Noting that the French parliamentary delegation scheduled to visit Russia on June 18 would not exclude Le Roux, Bartolone stated that if Russian border officials refuse the politician entry, the whole delegation will leave.
Bartolone noted that he will personally head the French delegation if Le Roux's name is not removed from the entry ban list, stating that while it is not standard protocol for the president of the parliament to attend, "you have given me an excellent idea. I will join the delegation and will ask Bruno Le Roux to come. If the Russians refuse, there won't be a delegation."
Regarding the list as a whole, Bartolone stated that "this whole story has no explanation. Whether it’s the case of [French intellectual] Bernard-Henri Levy, Bruno Le Roux, [EU Parliament Greens-Free Alliance co-chair] Daniel Cohn-Bendit, or others who have been barred entry, we have not even been given any explanation." The politician noted that "this is not like the case with the Russians, especially with the chairman of the Duma [Sergei Naryshkin]. He has been banned because there is a war in Ukraine. And nevertheless he came to meetings in the European Union, because it's impossible to do otherwise. What is happening here is discrimination."

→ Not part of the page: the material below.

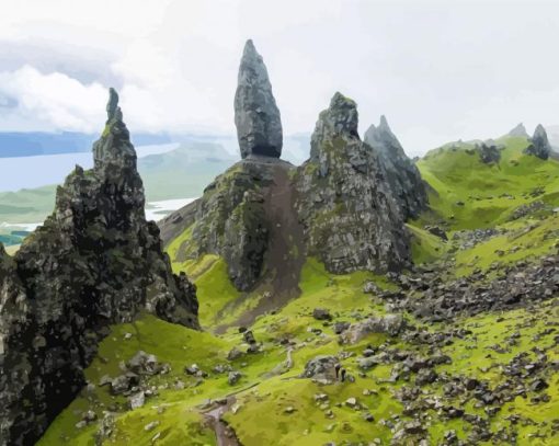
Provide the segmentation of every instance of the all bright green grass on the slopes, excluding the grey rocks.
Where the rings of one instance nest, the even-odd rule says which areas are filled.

Commenting on his being declared persona non grata on Sunday, Le Roux, the leader of the Socialist Party in the National Assembly, argued that his name appeared in the list as a result of National Front leader Marine Le Pen's recent visit to Moscow. The politician intimated that Le Pen had played a hand in adding his name to the blacklist, given his Socialist-led coalition's launching of an investigation over the National Front's finances. He called the list an "escalation" of the EU-Russian conflict, and stated that the ban interfered "in the internal politics of France."
The French parliamentary delegation had been scheduled to discuss energy policy, Ukraine and the crisis in the Middle East over its one day visit June 18.